Both Sollaccio and Brosius worry about the downstream consequences of delayed or canceled funding. 

A situation unfolding at the North Coast Food Web is what prompted Brosius to organize the meetings. 

A delay in federal funding currently threatens employees’ jobs at the Astoria-based nonprofit as well as the ability of the local farmers, ranchers and other food producers that the Food Web partners with to reach customers. 

The Food Web was already having a rough year. In January, the nonprofit discovered it would need to move out of its current location downtown and find a new home months earlier than expected. Then, following the inauguration of President Trump, the Food Web learned that the 

remainder of a major grant it was set to receive through the U.S. Department of Agriculture was frozen. 

Executive Director Jesse Jones, who only joined the Food Web in early January, is still figuring out how much of the nonprofit’s funding — even grants it receives through the state — are ultimately from federal sources. Though other, smaller grant funds are still coming in, the Food Web is looking to other sources of money and has put out a call for donations.

The freeze on federal funding “potentially impacts almost every single part of our operations and programming,” Jones said. 

People take classes or develop products for their businesses in the Food Web’s commercial kitchen. Around 21 food product producers use the Food Web’s kitchen and 51 farmers connect with customers and sell their produce through the nonprofit’s market. The Food Web is also a customer, buying food for a free food box program.

At its online market, the Food Web accepts SNAP benefits — the Supplemental Nutrition Assistance Program that helps low-income families augment grocery budgets, a program that could be impacted as the Trump administration looks to make cuts in the federal budget. 

Jones expects that cuts to SNAP could drive up demand for the Food Web’s free food boxes. In general, there has been a rise in people seeking out this kind of aid. Food banks across the United States have reported seeing higher demands as people grapple with higher costs at grocery stores.
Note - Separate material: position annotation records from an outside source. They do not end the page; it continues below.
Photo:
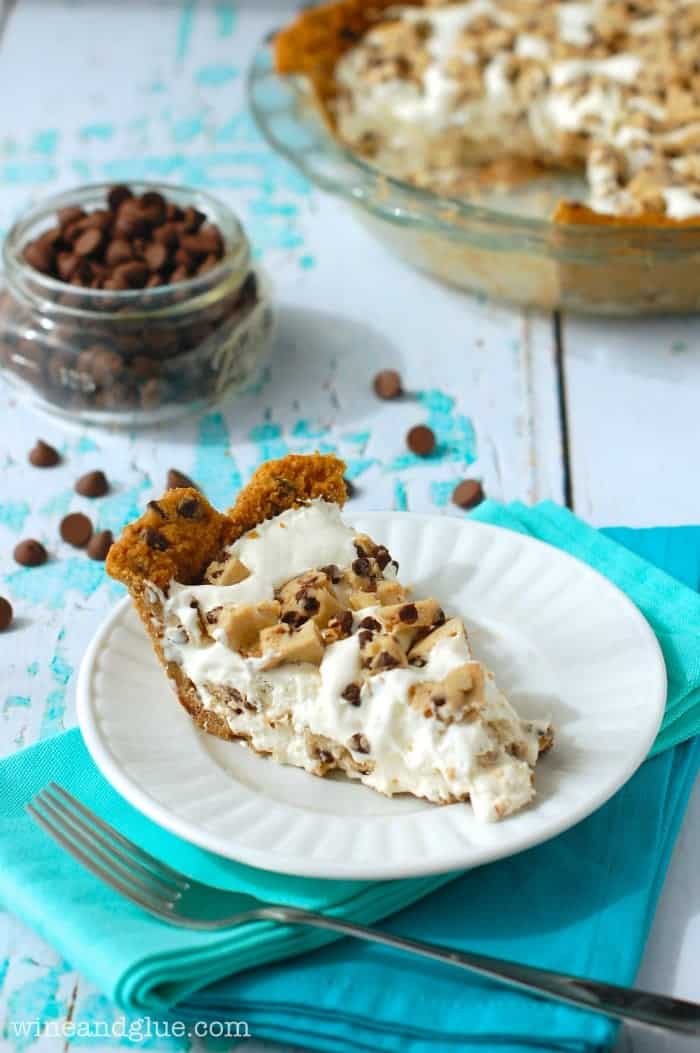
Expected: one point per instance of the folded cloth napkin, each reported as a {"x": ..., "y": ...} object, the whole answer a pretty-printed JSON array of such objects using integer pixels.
[{"x": 362, "y": 997}]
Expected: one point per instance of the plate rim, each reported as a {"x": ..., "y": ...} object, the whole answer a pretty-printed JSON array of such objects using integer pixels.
[{"x": 294, "y": 865}]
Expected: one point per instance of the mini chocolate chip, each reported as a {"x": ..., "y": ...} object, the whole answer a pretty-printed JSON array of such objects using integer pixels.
[
  {"x": 188, "y": 508},
  {"x": 382, "y": 556},
  {"x": 421, "y": 440},
  {"x": 361, "y": 567},
  {"x": 43, "y": 456},
  {"x": 155, "y": 539},
  {"x": 31, "y": 553},
  {"x": 177, "y": 479},
  {"x": 467, "y": 494},
  {"x": 93, "y": 484},
  {"x": 387, "y": 384},
  {"x": 76, "y": 529},
  {"x": 99, "y": 544},
  {"x": 352, "y": 694}
]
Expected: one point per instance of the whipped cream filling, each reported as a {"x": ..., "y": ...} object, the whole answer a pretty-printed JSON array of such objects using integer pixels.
[
  {"x": 563, "y": 104},
  {"x": 401, "y": 749}
]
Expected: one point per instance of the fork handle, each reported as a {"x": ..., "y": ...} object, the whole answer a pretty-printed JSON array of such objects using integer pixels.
[{"x": 623, "y": 1004}]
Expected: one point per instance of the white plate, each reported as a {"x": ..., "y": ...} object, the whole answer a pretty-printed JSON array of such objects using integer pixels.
[{"x": 561, "y": 639}]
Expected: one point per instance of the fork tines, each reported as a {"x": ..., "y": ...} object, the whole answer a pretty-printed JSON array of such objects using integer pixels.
[{"x": 106, "y": 853}]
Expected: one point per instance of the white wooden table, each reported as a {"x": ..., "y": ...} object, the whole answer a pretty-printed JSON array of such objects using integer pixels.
[{"x": 600, "y": 415}]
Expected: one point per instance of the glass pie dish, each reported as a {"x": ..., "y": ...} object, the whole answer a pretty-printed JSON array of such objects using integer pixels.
[{"x": 499, "y": 243}]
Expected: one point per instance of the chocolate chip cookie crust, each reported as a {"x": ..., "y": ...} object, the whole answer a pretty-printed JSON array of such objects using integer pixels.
[{"x": 284, "y": 628}]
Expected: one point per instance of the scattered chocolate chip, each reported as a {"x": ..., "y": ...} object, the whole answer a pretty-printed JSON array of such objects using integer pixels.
[
  {"x": 99, "y": 544},
  {"x": 5, "y": 614},
  {"x": 93, "y": 484},
  {"x": 352, "y": 694},
  {"x": 31, "y": 553},
  {"x": 43, "y": 456},
  {"x": 467, "y": 494},
  {"x": 333, "y": 573},
  {"x": 188, "y": 508},
  {"x": 421, "y": 440},
  {"x": 177, "y": 479},
  {"x": 76, "y": 529},
  {"x": 387, "y": 384}
]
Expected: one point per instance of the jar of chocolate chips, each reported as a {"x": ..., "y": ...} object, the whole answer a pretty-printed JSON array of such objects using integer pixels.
[{"x": 126, "y": 304}]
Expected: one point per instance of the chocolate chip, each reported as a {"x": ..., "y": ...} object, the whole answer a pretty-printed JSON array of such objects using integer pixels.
[
  {"x": 117, "y": 195},
  {"x": 467, "y": 494},
  {"x": 382, "y": 556},
  {"x": 76, "y": 529},
  {"x": 31, "y": 553},
  {"x": 352, "y": 694},
  {"x": 93, "y": 484},
  {"x": 99, "y": 544},
  {"x": 155, "y": 539},
  {"x": 188, "y": 508},
  {"x": 387, "y": 384},
  {"x": 421, "y": 440},
  {"x": 177, "y": 479},
  {"x": 43, "y": 456}
]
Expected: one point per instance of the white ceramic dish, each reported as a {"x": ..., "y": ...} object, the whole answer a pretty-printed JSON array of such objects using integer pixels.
[{"x": 561, "y": 639}]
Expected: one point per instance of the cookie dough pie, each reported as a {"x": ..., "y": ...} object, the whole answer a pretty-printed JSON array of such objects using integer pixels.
[
  {"x": 284, "y": 628},
  {"x": 454, "y": 95}
]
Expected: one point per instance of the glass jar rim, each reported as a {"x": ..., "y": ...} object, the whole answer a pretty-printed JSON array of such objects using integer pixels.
[{"x": 236, "y": 258}]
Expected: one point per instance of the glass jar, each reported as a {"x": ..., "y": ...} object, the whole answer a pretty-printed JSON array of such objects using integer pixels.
[{"x": 137, "y": 356}]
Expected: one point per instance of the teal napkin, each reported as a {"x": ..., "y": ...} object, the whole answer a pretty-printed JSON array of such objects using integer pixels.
[{"x": 351, "y": 996}]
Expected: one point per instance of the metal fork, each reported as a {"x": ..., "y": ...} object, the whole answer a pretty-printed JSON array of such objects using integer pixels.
[{"x": 177, "y": 899}]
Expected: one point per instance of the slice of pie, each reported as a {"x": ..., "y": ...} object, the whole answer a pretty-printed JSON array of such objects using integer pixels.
[
  {"x": 453, "y": 94},
  {"x": 282, "y": 627}
]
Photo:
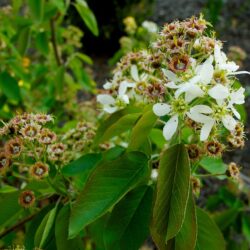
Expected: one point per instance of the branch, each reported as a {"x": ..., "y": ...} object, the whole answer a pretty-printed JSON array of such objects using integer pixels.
[
  {"x": 17, "y": 225},
  {"x": 53, "y": 40}
]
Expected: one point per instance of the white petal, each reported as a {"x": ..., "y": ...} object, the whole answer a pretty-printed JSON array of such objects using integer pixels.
[
  {"x": 206, "y": 129},
  {"x": 170, "y": 75},
  {"x": 172, "y": 85},
  {"x": 198, "y": 117},
  {"x": 124, "y": 86},
  {"x": 240, "y": 72},
  {"x": 201, "y": 109},
  {"x": 161, "y": 109},
  {"x": 134, "y": 73},
  {"x": 219, "y": 92},
  {"x": 235, "y": 112},
  {"x": 217, "y": 55},
  {"x": 192, "y": 93},
  {"x": 206, "y": 73},
  {"x": 238, "y": 96},
  {"x": 125, "y": 99},
  {"x": 170, "y": 127},
  {"x": 229, "y": 122},
  {"x": 229, "y": 66},
  {"x": 110, "y": 109},
  {"x": 105, "y": 99},
  {"x": 108, "y": 85}
]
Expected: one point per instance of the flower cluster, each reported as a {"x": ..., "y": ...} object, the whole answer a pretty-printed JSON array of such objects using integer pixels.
[
  {"x": 188, "y": 79},
  {"x": 27, "y": 136}
]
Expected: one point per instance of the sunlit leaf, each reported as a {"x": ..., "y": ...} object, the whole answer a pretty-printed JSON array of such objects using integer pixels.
[
  {"x": 128, "y": 224},
  {"x": 209, "y": 236},
  {"x": 108, "y": 183},
  {"x": 172, "y": 195},
  {"x": 87, "y": 16}
]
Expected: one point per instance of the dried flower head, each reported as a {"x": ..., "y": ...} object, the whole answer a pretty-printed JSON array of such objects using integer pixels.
[
  {"x": 27, "y": 199},
  {"x": 47, "y": 137},
  {"x": 179, "y": 63},
  {"x": 5, "y": 161},
  {"x": 30, "y": 131},
  {"x": 196, "y": 185},
  {"x": 194, "y": 152},
  {"x": 39, "y": 170},
  {"x": 233, "y": 171},
  {"x": 43, "y": 118},
  {"x": 213, "y": 148},
  {"x": 14, "y": 147},
  {"x": 55, "y": 151}
]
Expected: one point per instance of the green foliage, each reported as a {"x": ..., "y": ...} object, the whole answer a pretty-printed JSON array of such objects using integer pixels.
[
  {"x": 172, "y": 195},
  {"x": 126, "y": 172},
  {"x": 127, "y": 226}
]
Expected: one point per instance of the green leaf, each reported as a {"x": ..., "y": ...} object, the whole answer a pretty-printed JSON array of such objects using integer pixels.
[
  {"x": 7, "y": 189},
  {"x": 157, "y": 137},
  {"x": 59, "y": 80},
  {"x": 61, "y": 232},
  {"x": 209, "y": 236},
  {"x": 141, "y": 130},
  {"x": 112, "y": 119},
  {"x": 186, "y": 238},
  {"x": 213, "y": 165},
  {"x": 125, "y": 123},
  {"x": 37, "y": 9},
  {"x": 42, "y": 42},
  {"x": 33, "y": 225},
  {"x": 10, "y": 87},
  {"x": 82, "y": 164},
  {"x": 127, "y": 226},
  {"x": 23, "y": 39},
  {"x": 9, "y": 206},
  {"x": 84, "y": 58},
  {"x": 246, "y": 226},
  {"x": 107, "y": 184},
  {"x": 171, "y": 195},
  {"x": 45, "y": 228},
  {"x": 96, "y": 231},
  {"x": 87, "y": 16},
  {"x": 225, "y": 218}
]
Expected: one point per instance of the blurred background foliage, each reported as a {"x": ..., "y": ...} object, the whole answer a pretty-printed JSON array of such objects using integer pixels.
[{"x": 54, "y": 52}]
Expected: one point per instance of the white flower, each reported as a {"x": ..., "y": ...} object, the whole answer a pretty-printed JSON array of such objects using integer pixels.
[
  {"x": 170, "y": 127},
  {"x": 222, "y": 62},
  {"x": 200, "y": 114},
  {"x": 135, "y": 75},
  {"x": 150, "y": 26},
  {"x": 192, "y": 88},
  {"x": 109, "y": 102}
]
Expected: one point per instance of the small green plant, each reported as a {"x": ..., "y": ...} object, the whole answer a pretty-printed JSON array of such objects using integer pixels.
[
  {"x": 168, "y": 114},
  {"x": 137, "y": 37},
  {"x": 42, "y": 65}
]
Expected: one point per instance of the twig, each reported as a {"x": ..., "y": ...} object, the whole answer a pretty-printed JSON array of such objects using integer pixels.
[
  {"x": 53, "y": 40},
  {"x": 8, "y": 230}
]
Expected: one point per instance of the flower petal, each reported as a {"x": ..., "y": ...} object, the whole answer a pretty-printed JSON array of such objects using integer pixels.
[
  {"x": 219, "y": 92},
  {"x": 229, "y": 122},
  {"x": 206, "y": 129},
  {"x": 170, "y": 127},
  {"x": 238, "y": 96},
  {"x": 161, "y": 109},
  {"x": 124, "y": 86},
  {"x": 109, "y": 109},
  {"x": 201, "y": 109},
  {"x": 193, "y": 92},
  {"x": 134, "y": 73},
  {"x": 170, "y": 75},
  {"x": 198, "y": 117},
  {"x": 105, "y": 99}
]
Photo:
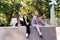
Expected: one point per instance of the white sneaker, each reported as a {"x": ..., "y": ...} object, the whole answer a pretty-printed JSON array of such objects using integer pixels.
[
  {"x": 27, "y": 35},
  {"x": 40, "y": 34}
]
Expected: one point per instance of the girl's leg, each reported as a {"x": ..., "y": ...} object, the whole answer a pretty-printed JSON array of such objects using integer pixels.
[
  {"x": 28, "y": 29},
  {"x": 38, "y": 29},
  {"x": 41, "y": 21}
]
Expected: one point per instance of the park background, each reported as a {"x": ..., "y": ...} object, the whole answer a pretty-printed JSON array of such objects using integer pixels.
[{"x": 8, "y": 9}]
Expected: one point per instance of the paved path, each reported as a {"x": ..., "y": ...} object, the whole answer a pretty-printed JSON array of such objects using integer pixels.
[{"x": 49, "y": 33}]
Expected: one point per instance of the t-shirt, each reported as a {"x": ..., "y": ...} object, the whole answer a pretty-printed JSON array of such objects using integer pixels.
[{"x": 39, "y": 21}]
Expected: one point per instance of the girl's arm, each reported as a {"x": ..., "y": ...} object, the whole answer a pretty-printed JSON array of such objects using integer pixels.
[{"x": 27, "y": 23}]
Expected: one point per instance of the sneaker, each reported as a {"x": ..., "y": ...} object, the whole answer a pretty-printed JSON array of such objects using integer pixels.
[
  {"x": 40, "y": 35},
  {"x": 27, "y": 35}
]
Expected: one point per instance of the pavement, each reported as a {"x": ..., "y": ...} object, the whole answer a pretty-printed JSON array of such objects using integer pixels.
[{"x": 49, "y": 33}]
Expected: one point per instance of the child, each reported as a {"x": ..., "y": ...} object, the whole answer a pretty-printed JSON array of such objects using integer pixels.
[
  {"x": 35, "y": 22},
  {"x": 26, "y": 22}
]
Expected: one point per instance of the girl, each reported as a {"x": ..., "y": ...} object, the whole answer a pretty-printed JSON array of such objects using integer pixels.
[
  {"x": 26, "y": 22},
  {"x": 35, "y": 22}
]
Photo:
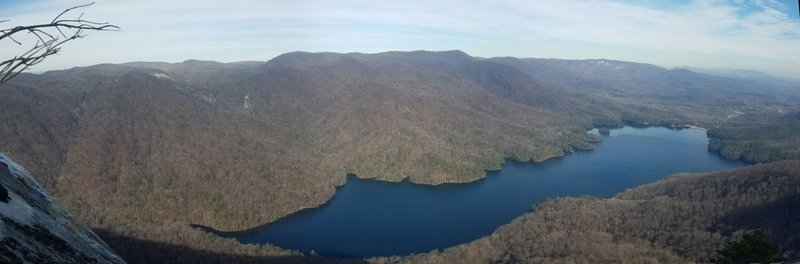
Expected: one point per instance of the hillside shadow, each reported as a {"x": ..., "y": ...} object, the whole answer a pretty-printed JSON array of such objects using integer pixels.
[
  {"x": 135, "y": 250},
  {"x": 780, "y": 218}
]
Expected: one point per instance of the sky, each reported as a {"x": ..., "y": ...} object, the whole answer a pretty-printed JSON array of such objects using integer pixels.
[{"x": 761, "y": 35}]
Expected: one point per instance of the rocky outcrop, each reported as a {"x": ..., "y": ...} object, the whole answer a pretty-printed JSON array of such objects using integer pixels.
[{"x": 36, "y": 229}]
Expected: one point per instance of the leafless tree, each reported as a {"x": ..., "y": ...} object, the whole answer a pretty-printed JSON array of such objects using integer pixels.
[{"x": 47, "y": 39}]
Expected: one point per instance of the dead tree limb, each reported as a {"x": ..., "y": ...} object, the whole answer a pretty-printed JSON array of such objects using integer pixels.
[{"x": 47, "y": 39}]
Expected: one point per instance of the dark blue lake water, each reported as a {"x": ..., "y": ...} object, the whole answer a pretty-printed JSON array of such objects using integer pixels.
[{"x": 372, "y": 218}]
For Brosius, the Food Web is a perfect example of how federal funding winds through an organization and reaches out into the wider community in myriad ways. 

He and Sollaccio say the meetings with affected groups are not about getting political, right versus left. 

“This is about strengthening the community,” Sollaccio said, adding that everyone needs to know what is going on and what it could mean for the organizations they rely on.